タオルで拭った汗が尋常ではない。あとで体重計に乗ってやれ、なんて思いながら視線を合わせて、全員が笑顔。やはり飲み物や汗を拭う。
「うひい、前ん時より疲れたかもー」
「なによ火丁、まだ肩慣らしでしょ」
「うぬっ、レンちゃんの余裕が憎らしい!」
「叫べる余裕があるなら充分ね。――さあ、楽しもう」
「ん、紗枝さん」
「はい。それでは」
「あいお。なーご!」
「ほいよ」
一発目から強いドラムが音楽の入りを作ると、火丁のベースソロが始まった。最初の曲のように激しく荒荒しくではなく、柔らかくゆったりと。
ちなみに火丁、以前はこの曲が苦手だった。いわゆる落ち着きがなかったからだが、今はむしろ楽しそうに奏でている。そこに紗枝のピアノが加わって、音は増えたのだが余計にしっとりとした感じになった。この曲を作ったのは連理だ。
楽しいと、素直に感じられたつみれは、余計なことを考えない。どうして楽しいと感じるだとか、どういう関係だから連携ができるとか、そんなものは終わってからじっくり考えればいい。

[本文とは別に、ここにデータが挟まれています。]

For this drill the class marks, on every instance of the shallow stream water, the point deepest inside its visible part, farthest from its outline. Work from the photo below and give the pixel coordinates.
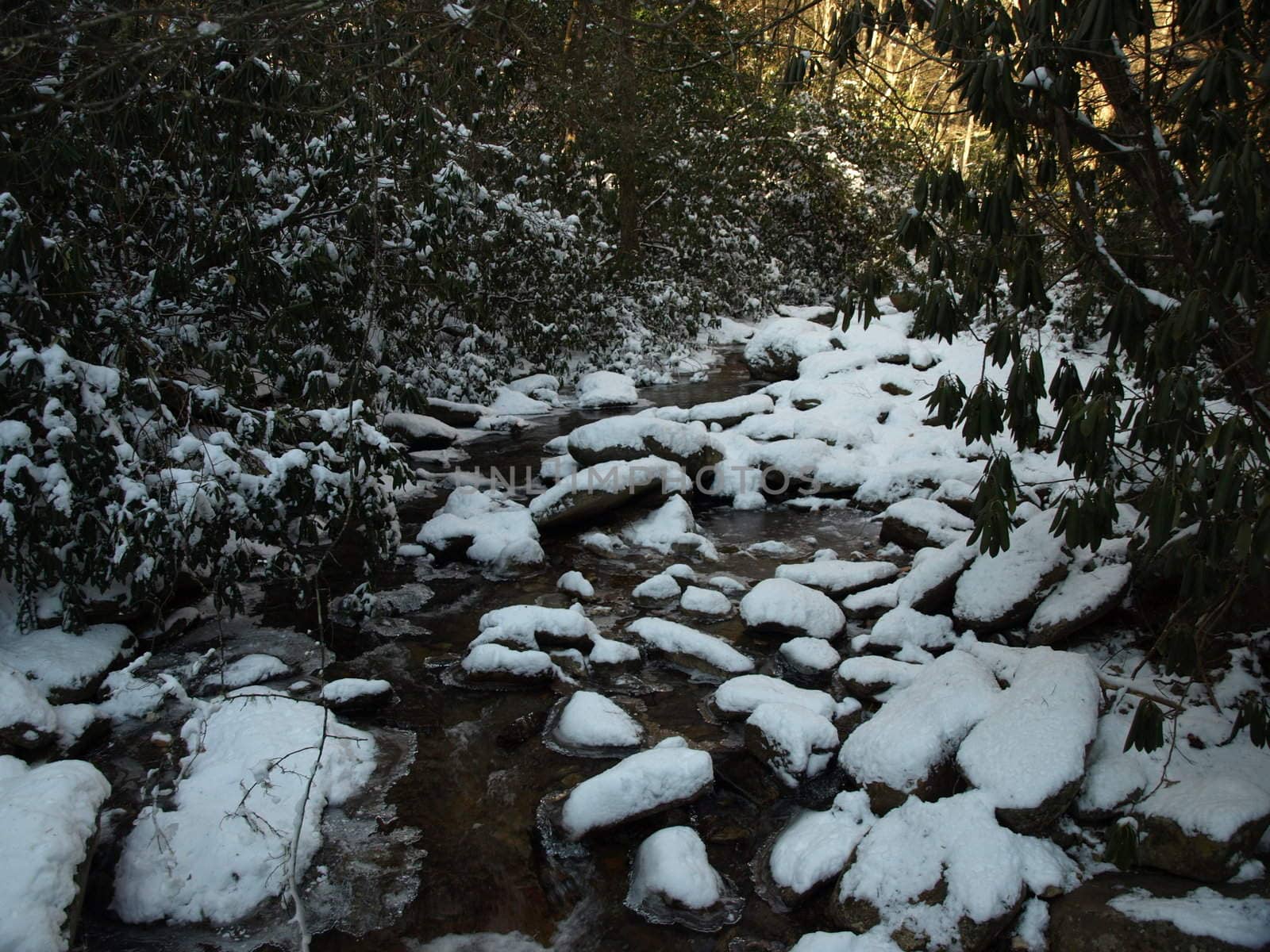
(461, 820)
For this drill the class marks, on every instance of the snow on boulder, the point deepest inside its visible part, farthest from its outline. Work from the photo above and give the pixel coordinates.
(705, 602)
(64, 666)
(778, 347)
(598, 489)
(691, 649)
(817, 846)
(1029, 753)
(625, 438)
(418, 432)
(658, 588)
(787, 608)
(902, 626)
(511, 403)
(671, 528)
(916, 524)
(645, 784)
(27, 720)
(729, 413)
(1202, 827)
(838, 578)
(795, 744)
(48, 825)
(673, 884)
(1077, 602)
(575, 583)
(1003, 590)
(220, 848)
(497, 664)
(356, 693)
(946, 875)
(537, 626)
(931, 582)
(487, 527)
(907, 748)
(591, 721)
(738, 697)
(606, 389)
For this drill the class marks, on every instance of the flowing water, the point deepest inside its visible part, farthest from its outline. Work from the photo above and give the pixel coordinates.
(470, 797)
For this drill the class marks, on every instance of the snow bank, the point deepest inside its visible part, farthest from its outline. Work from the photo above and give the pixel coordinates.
(225, 844)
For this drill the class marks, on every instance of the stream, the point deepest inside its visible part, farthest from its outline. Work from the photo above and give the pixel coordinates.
(460, 820)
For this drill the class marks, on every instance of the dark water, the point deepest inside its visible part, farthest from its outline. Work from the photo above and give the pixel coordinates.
(480, 768)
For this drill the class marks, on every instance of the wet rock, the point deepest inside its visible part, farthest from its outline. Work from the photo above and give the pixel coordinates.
(775, 351)
(673, 884)
(1203, 827)
(1079, 601)
(628, 438)
(603, 488)
(916, 524)
(418, 432)
(1128, 913)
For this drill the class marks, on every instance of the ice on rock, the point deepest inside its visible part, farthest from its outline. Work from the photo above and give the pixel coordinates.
(48, 823)
(641, 785)
(215, 854)
(495, 530)
(672, 882)
(787, 607)
(902, 748)
(60, 664)
(817, 846)
(902, 626)
(591, 720)
(671, 528)
(575, 583)
(954, 848)
(838, 578)
(705, 602)
(658, 588)
(606, 389)
(793, 742)
(1001, 590)
(537, 626)
(1029, 753)
(691, 647)
(916, 524)
(738, 697)
(251, 670)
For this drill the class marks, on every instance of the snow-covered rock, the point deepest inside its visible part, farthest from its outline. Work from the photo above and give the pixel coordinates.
(691, 649)
(795, 743)
(1077, 602)
(916, 524)
(817, 846)
(787, 608)
(591, 721)
(602, 488)
(625, 438)
(645, 784)
(673, 884)
(48, 825)
(705, 602)
(489, 530)
(214, 854)
(418, 432)
(606, 389)
(838, 578)
(1029, 752)
(946, 875)
(1003, 590)
(907, 748)
(778, 347)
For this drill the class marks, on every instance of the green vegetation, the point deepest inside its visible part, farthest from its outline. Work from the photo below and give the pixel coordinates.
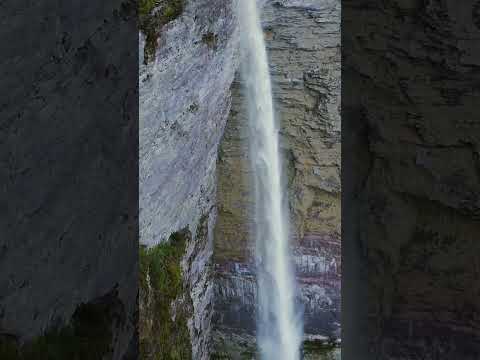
(153, 15)
(164, 301)
(88, 336)
(210, 39)
(319, 350)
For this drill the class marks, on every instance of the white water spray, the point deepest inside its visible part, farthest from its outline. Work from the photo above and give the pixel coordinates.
(279, 329)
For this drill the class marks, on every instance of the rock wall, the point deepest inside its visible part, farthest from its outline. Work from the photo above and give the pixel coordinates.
(411, 91)
(303, 43)
(184, 105)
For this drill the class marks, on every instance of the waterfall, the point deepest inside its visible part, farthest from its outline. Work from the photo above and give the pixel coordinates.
(279, 329)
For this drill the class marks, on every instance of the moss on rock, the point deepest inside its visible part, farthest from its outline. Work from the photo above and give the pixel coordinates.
(153, 15)
(165, 302)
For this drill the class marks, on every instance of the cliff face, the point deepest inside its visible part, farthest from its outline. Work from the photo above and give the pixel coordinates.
(68, 240)
(184, 104)
(414, 67)
(183, 159)
(303, 43)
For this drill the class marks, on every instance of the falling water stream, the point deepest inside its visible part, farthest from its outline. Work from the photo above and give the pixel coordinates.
(279, 330)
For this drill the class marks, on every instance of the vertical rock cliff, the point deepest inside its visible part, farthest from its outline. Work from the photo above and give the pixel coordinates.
(303, 44)
(184, 105)
(414, 67)
(194, 169)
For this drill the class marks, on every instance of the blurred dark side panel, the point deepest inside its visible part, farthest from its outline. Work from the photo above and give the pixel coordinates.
(68, 179)
(411, 178)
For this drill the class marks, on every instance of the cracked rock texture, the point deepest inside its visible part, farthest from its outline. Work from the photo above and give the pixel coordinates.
(68, 233)
(184, 105)
(411, 82)
(303, 44)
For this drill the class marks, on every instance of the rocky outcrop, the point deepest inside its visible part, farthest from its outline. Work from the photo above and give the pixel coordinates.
(303, 43)
(411, 96)
(184, 105)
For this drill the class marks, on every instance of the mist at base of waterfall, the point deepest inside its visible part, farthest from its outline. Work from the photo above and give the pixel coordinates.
(279, 323)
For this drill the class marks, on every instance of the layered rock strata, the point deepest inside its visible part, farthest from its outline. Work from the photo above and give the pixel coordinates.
(411, 96)
(303, 44)
(184, 105)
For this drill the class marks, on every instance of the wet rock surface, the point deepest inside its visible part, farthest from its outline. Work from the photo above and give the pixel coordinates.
(411, 91)
(303, 44)
(184, 105)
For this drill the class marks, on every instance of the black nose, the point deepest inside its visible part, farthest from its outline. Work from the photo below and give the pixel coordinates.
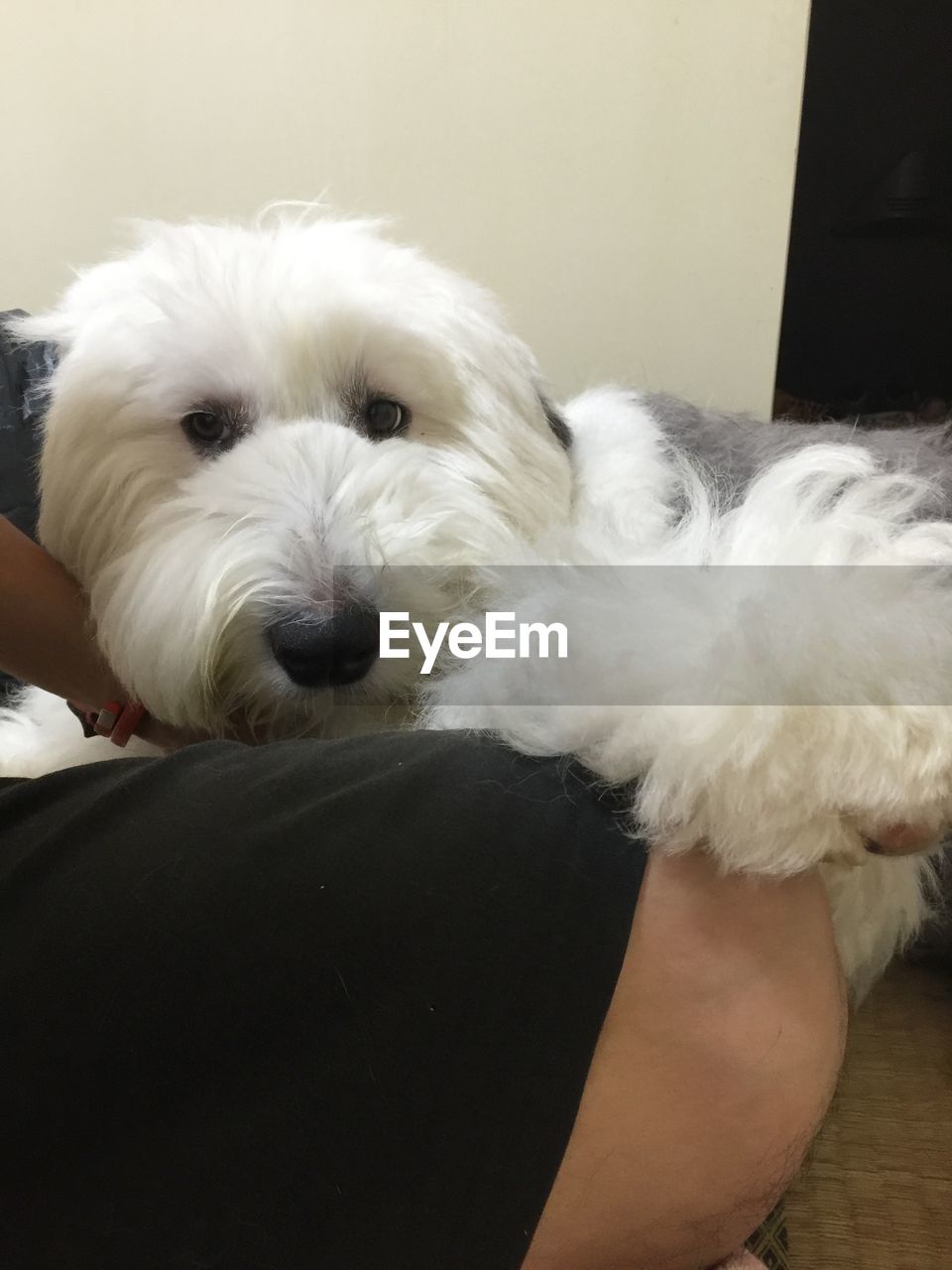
(321, 652)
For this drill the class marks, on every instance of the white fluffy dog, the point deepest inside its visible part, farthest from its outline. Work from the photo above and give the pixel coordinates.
(252, 429)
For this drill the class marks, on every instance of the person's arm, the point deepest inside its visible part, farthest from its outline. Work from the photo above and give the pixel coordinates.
(46, 634)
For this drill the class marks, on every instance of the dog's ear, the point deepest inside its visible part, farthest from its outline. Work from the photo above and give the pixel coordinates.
(58, 327)
(556, 422)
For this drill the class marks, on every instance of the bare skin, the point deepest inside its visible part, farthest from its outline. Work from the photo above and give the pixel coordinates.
(48, 639)
(715, 1066)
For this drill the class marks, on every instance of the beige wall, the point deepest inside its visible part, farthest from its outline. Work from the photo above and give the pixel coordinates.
(619, 171)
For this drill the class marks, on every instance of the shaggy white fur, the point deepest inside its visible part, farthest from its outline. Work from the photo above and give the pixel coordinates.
(212, 466)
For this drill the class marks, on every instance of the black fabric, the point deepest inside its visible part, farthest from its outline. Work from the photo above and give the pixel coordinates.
(23, 373)
(317, 1006)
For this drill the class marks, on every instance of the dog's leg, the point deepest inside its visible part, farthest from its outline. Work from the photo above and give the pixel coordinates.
(39, 735)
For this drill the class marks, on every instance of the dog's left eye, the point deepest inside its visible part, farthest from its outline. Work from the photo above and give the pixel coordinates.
(207, 430)
(385, 418)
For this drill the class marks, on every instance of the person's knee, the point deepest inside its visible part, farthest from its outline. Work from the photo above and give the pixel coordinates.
(714, 1070)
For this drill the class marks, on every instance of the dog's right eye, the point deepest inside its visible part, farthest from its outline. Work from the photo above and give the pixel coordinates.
(207, 430)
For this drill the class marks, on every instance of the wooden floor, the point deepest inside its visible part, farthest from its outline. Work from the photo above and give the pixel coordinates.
(878, 1191)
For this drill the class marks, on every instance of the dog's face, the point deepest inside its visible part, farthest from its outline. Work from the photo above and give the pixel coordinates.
(250, 430)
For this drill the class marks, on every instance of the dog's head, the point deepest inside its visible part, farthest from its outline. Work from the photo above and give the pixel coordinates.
(250, 429)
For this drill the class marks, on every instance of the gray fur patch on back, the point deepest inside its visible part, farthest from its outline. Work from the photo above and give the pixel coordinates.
(735, 447)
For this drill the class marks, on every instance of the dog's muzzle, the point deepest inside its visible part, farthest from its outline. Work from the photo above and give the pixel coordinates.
(317, 652)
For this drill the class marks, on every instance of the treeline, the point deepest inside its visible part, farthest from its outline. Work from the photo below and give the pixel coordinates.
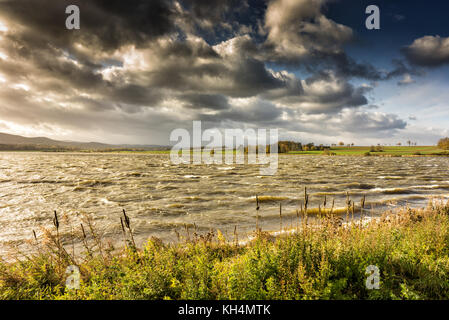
(21, 147)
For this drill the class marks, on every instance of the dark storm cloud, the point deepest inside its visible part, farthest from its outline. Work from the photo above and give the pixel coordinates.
(205, 101)
(428, 51)
(165, 63)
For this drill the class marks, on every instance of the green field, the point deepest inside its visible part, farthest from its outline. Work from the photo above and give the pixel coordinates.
(323, 260)
(387, 151)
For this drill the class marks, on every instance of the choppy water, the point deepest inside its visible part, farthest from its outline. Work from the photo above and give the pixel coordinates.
(161, 197)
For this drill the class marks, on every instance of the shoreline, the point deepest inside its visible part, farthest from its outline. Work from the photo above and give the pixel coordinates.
(319, 261)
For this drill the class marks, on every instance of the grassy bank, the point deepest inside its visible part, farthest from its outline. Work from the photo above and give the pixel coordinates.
(382, 151)
(323, 260)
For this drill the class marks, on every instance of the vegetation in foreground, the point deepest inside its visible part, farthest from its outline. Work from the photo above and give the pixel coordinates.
(325, 259)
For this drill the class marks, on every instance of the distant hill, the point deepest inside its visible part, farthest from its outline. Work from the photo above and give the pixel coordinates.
(15, 142)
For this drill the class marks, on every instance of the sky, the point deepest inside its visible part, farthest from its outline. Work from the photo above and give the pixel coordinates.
(137, 70)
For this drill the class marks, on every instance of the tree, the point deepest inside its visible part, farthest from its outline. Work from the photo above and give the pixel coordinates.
(443, 144)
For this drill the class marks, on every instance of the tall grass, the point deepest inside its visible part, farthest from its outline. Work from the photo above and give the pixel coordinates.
(324, 259)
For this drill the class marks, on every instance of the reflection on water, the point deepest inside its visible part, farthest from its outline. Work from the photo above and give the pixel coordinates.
(161, 197)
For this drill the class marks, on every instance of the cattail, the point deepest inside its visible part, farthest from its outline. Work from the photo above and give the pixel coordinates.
(306, 203)
(236, 240)
(127, 221)
(280, 215)
(353, 209)
(362, 207)
(84, 232)
(257, 213)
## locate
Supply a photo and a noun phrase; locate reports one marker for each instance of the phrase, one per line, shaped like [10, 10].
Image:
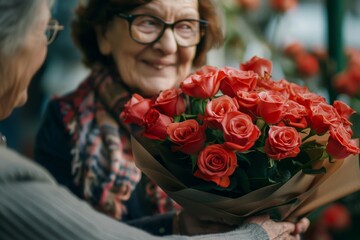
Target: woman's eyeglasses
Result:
[148, 29]
[52, 30]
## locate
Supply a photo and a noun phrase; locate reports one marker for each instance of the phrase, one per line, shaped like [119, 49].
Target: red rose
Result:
[282, 142]
[340, 145]
[261, 66]
[203, 84]
[239, 131]
[216, 163]
[155, 125]
[248, 102]
[344, 110]
[188, 136]
[309, 98]
[135, 110]
[283, 5]
[170, 102]
[293, 49]
[236, 80]
[295, 115]
[271, 106]
[249, 4]
[346, 82]
[217, 108]
[322, 116]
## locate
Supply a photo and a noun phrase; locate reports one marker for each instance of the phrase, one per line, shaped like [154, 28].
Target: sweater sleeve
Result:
[38, 210]
[33, 206]
[52, 147]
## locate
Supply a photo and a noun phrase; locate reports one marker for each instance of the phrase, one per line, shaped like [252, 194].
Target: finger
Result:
[302, 226]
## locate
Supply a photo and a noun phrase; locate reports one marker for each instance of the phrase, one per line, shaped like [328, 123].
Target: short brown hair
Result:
[98, 13]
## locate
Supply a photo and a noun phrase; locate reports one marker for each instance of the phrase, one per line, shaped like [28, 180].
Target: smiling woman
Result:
[132, 47]
[32, 204]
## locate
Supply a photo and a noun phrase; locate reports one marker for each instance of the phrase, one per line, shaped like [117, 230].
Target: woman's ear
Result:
[103, 42]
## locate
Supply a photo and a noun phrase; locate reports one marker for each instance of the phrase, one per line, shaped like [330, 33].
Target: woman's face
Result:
[20, 68]
[148, 69]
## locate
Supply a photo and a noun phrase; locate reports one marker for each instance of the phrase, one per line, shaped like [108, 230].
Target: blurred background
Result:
[315, 43]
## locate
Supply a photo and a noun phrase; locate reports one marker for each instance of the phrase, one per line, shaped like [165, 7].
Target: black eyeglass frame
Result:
[130, 18]
[55, 26]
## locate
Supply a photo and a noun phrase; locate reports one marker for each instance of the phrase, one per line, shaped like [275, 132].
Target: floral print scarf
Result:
[102, 164]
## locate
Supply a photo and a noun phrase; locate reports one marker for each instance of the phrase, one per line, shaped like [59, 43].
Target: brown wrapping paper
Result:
[300, 195]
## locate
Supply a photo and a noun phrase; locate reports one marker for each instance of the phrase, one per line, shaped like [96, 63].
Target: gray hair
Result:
[16, 17]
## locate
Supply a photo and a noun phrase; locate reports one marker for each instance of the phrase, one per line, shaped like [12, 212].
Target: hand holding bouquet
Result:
[237, 143]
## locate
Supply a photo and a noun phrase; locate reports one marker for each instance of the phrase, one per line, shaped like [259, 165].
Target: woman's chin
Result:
[5, 114]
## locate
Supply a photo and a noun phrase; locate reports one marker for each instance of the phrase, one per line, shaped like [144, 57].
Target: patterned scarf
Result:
[102, 164]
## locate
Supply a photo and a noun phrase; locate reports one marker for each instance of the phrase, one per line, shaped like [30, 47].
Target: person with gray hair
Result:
[32, 204]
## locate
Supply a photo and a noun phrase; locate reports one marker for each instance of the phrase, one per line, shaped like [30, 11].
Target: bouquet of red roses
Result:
[234, 142]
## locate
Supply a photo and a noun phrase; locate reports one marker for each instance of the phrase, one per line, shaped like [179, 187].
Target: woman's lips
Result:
[158, 65]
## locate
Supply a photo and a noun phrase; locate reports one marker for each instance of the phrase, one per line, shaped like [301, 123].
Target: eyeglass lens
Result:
[147, 29]
[52, 30]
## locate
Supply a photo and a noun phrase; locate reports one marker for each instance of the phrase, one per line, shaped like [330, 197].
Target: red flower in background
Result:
[283, 5]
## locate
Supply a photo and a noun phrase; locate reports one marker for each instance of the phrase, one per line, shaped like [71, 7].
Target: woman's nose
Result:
[167, 43]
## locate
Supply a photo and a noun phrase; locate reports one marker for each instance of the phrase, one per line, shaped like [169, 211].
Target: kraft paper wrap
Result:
[297, 197]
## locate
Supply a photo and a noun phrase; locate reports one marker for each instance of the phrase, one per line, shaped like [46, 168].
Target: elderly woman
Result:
[131, 46]
[32, 205]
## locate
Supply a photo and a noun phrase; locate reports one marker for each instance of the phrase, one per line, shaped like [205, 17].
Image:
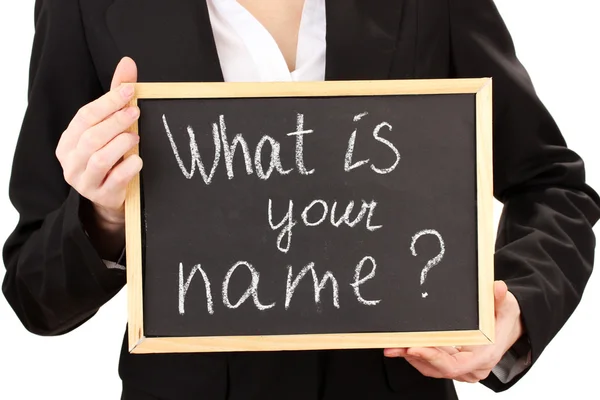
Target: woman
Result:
[63, 259]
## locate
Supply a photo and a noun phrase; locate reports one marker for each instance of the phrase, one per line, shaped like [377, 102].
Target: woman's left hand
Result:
[470, 363]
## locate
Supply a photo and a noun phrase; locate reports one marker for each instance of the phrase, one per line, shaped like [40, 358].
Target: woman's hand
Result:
[470, 363]
[91, 152]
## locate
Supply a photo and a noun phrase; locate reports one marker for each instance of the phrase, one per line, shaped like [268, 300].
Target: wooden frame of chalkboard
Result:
[480, 87]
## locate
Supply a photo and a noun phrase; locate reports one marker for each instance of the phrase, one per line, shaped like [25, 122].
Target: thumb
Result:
[126, 72]
[500, 291]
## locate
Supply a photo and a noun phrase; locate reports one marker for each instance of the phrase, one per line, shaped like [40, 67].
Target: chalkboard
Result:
[311, 216]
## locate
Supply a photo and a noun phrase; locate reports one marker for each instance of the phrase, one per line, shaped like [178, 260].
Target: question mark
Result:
[434, 261]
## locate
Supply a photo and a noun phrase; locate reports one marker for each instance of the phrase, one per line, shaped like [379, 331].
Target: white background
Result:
[557, 41]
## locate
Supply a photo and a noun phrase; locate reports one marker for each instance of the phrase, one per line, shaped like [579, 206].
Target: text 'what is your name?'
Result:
[352, 214]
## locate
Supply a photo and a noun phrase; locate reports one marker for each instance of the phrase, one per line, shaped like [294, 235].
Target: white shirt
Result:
[248, 53]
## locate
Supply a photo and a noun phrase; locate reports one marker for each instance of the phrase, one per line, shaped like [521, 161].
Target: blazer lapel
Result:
[362, 38]
[170, 40]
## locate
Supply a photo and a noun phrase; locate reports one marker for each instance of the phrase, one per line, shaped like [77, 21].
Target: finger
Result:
[102, 161]
[112, 192]
[468, 378]
[94, 113]
[403, 352]
[121, 92]
[395, 352]
[125, 72]
[99, 135]
[449, 365]
[500, 291]
[473, 377]
[424, 367]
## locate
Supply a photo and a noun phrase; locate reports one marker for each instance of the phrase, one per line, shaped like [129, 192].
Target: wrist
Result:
[105, 229]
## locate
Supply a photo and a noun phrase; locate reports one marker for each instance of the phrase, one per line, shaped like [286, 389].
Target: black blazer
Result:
[55, 279]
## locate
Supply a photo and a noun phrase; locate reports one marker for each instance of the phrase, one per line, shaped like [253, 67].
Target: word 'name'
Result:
[254, 163]
[292, 283]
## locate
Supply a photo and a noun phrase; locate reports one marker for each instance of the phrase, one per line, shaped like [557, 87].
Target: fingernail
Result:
[133, 112]
[127, 91]
[392, 352]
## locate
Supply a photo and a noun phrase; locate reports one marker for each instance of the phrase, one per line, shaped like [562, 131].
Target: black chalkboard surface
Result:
[311, 215]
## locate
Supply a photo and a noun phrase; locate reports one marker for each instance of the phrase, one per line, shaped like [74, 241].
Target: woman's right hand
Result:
[92, 152]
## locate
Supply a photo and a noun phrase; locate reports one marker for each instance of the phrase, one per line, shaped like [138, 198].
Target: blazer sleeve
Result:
[545, 244]
[55, 280]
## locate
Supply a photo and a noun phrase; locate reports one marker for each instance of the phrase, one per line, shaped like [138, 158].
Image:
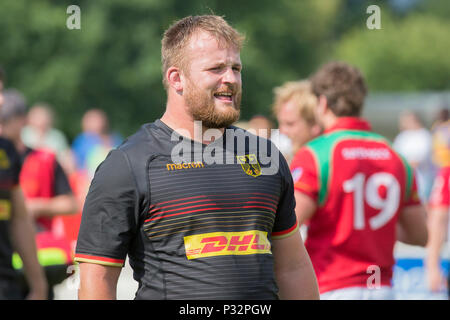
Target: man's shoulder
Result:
[7, 146]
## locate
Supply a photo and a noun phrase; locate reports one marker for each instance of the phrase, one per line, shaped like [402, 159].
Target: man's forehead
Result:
[202, 41]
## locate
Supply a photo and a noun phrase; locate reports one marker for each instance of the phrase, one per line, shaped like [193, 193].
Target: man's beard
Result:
[202, 108]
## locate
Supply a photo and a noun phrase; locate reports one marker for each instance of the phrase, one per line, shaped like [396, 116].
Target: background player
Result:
[16, 228]
[439, 209]
[358, 194]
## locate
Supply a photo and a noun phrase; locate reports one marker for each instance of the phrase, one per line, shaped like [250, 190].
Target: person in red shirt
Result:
[358, 195]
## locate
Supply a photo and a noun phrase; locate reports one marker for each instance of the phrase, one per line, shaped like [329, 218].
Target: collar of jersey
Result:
[350, 123]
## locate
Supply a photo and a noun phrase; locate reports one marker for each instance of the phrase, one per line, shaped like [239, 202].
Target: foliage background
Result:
[113, 62]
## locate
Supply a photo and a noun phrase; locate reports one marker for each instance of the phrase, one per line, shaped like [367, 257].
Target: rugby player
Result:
[194, 230]
[294, 107]
[358, 195]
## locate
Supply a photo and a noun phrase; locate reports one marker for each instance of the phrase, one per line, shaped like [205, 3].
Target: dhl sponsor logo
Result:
[226, 243]
[181, 166]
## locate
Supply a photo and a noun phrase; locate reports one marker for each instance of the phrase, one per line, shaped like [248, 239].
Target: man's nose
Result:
[230, 76]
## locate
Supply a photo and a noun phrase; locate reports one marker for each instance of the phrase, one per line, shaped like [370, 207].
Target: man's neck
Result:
[181, 122]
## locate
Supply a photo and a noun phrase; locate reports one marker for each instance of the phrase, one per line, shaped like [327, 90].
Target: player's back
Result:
[363, 185]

今は、ただ、終わりが見えているこの楽しい時間を命一杯楽しめばいいだけのことだ。
それこそ――何もかもを忘れて、没頭すればいい。
かつて舞台に上がった時は、それまでに過ごした五人での日常を思い返し、それが終わることの寂しさと、その結果が今あることに喜んだものだ。
けれど今は違う。
これが最後だとは思わないけれど、次はないかもしれない。舞台を降りて明日になれば、つみれは白井とミルエナと共に、変わってしまった生活に身を投じるのだろう。
だからこれは日常の切れ端。零れ落ちた一滴が、器の中に運よく収まっただけの、その場限り――だからこそ、なおさら、楽しもう。
切れ端であっても。
その日常は、まだここにあるのだから。